Paraphimosis can be caused by an injury to the head of the penis. It can happen at any age, including infants if a parent pulls back the foreskin and either doesn’t, or isn’t able to, pull it forward again.

What treatments are there for paraphimosis?

The first thing to do is to apply ice to the area to help reduce any swelling, and then try to move your foreskin forward, using lubricant, to its usual position.

Your doctor can also inject certain medicines that reduce swelling.

If the foreskin does not go back to its normal position, a surgeon may have to cut the foreskin to release it, or an urgent circumcision may be needed.

Circumcision

What is circumcision?

Circumcision is the surgical removal of the foreskin.

In Australia, circumcision was once widespread, but now only around one in seven infant males (10-20%) have it done.

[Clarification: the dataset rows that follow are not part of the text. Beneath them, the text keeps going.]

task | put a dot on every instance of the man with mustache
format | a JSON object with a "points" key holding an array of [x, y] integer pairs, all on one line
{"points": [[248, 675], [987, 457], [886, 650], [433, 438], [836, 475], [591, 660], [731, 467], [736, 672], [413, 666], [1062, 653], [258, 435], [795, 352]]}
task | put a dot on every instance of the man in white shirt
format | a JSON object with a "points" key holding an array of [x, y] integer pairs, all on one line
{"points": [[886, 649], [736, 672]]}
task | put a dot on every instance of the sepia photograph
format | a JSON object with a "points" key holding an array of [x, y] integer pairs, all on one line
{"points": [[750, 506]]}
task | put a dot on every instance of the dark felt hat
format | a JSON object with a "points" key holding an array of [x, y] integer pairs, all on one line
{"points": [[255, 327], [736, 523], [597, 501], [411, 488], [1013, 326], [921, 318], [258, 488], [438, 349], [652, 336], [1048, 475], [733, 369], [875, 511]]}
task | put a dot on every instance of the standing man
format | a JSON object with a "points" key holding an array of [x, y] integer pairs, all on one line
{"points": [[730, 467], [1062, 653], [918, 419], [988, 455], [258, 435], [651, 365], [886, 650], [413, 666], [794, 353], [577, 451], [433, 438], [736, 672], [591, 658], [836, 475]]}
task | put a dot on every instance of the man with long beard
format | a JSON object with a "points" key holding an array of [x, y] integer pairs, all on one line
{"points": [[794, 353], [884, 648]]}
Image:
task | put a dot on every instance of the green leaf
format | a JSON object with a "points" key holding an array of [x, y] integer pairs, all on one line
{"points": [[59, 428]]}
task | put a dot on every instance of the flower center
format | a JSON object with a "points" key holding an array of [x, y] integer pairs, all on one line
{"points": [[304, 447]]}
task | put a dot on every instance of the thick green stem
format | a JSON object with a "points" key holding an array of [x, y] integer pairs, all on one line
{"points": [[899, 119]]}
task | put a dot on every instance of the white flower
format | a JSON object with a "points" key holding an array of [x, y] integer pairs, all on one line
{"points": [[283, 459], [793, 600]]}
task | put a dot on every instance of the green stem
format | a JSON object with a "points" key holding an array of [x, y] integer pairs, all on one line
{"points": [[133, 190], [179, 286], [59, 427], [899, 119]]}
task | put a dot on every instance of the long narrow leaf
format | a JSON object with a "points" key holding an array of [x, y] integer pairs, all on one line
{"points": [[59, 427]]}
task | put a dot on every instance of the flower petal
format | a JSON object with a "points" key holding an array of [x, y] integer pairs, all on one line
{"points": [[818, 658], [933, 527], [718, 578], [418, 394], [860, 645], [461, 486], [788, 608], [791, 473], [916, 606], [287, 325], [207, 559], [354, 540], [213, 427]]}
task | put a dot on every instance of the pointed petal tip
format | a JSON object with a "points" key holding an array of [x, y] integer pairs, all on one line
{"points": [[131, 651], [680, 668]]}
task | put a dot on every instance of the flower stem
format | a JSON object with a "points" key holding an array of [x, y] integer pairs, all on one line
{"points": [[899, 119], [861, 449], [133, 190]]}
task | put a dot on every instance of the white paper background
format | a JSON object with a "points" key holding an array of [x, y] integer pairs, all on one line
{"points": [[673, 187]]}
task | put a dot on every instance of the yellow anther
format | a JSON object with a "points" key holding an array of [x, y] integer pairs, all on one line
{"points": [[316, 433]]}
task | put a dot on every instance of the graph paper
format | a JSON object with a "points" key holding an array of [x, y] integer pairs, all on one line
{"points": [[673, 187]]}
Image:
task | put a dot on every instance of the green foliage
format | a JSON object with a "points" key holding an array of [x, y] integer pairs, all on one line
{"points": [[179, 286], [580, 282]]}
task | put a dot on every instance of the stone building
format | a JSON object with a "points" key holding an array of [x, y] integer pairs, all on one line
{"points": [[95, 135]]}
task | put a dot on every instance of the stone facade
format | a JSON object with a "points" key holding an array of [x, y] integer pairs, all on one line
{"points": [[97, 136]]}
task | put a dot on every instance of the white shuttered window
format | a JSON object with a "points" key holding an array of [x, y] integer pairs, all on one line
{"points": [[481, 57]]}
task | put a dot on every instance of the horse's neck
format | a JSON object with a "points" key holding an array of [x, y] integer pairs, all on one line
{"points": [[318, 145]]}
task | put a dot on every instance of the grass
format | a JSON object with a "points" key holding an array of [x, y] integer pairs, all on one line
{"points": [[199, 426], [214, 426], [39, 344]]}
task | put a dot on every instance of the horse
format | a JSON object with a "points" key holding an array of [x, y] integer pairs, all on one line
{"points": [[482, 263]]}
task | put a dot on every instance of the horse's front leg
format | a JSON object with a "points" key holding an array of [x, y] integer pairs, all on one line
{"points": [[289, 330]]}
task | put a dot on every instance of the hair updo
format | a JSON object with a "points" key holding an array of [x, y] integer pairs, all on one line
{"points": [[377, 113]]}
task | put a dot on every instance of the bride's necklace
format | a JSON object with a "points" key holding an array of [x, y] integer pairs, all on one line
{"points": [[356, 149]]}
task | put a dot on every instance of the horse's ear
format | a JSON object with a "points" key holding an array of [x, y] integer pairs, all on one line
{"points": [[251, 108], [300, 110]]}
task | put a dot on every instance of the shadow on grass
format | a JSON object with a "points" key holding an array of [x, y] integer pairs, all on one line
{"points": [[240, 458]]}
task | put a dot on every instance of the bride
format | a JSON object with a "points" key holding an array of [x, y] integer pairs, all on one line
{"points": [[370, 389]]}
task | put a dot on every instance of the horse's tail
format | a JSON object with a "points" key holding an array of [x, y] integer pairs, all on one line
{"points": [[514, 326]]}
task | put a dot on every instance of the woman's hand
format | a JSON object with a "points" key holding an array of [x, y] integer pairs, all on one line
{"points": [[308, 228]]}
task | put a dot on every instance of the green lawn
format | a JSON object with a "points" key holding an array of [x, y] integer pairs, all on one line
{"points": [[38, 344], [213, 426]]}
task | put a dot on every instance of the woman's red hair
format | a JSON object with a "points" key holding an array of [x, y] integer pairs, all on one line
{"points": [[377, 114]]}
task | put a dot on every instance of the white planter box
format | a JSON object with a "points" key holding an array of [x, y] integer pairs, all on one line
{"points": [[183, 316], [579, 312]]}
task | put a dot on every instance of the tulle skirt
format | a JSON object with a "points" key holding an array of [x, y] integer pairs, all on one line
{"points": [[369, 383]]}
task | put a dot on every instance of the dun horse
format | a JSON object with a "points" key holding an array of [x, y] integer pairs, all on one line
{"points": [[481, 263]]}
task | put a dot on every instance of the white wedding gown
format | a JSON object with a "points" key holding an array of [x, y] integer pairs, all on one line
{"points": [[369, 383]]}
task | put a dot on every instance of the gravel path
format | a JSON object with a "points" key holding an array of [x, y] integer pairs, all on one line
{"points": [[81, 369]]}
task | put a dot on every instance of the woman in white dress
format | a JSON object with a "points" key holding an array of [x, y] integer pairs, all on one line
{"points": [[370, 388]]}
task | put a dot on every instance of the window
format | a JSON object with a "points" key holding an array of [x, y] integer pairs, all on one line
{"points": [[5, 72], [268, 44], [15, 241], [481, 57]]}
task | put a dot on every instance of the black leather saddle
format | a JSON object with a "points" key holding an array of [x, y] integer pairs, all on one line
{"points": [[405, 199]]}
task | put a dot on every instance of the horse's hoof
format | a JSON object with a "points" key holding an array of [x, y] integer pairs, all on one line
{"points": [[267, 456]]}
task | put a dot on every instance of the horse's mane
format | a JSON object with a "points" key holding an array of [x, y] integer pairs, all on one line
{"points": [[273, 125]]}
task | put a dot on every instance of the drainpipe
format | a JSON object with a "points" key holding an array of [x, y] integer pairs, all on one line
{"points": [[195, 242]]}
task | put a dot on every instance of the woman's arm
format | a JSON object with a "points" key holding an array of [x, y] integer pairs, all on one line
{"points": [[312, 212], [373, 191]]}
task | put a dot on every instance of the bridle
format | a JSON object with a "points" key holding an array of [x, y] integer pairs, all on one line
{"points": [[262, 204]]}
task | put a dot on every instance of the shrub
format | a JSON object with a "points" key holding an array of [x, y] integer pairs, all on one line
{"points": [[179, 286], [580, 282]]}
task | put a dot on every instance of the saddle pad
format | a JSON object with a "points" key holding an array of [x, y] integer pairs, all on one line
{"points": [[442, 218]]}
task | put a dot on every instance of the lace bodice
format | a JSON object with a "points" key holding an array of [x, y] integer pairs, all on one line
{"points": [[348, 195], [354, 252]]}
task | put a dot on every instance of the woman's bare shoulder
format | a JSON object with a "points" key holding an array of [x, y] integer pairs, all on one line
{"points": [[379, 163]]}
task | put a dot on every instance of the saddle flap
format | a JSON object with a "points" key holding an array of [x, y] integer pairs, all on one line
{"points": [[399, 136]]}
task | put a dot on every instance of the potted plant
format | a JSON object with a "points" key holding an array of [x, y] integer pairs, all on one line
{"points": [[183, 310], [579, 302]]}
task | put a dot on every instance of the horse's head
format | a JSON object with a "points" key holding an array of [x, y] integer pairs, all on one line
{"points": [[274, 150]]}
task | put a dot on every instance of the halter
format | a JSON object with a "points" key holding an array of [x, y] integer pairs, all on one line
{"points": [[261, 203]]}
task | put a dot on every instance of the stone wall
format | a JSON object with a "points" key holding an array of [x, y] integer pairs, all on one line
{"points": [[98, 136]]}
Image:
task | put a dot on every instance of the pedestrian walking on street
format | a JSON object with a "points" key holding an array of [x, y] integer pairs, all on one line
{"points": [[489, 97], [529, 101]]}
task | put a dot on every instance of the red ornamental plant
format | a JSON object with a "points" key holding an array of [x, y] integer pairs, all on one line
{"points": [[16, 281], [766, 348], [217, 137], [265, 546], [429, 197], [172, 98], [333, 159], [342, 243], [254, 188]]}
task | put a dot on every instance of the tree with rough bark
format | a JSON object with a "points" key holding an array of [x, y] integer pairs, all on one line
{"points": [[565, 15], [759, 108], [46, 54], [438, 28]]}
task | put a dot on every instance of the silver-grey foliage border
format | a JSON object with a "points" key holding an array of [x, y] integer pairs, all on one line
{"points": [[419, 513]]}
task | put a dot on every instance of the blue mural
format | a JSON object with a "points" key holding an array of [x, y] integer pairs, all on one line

Most parents choose to circumcise their children for family, religious, and cultural traditions.

Older people usually only get circumcised to treat a medical condition, such as balanitis, phimosis, paraphimosis or BXO. Some people choose to be circumcised for personal reasons.

Circumcision in older people is a more complex operation, although it’s usually successful.

In infants, about one in 200 circumcisions have some complication, but in older people, the risk of complications is roughly ten times higher.

Serious complications are rare. The most common problems are inflammation, bleeding and infection, which are easily treated in most cases.

Circumcision lowers the risk of urinary tract infections (UTIs), infections under the foreskin, tearing of the foreskin, and sexually transmissible infections (STIs) such as HPV, genital herpes and HIV. Circumcised men also have a lower risk of penis cancer.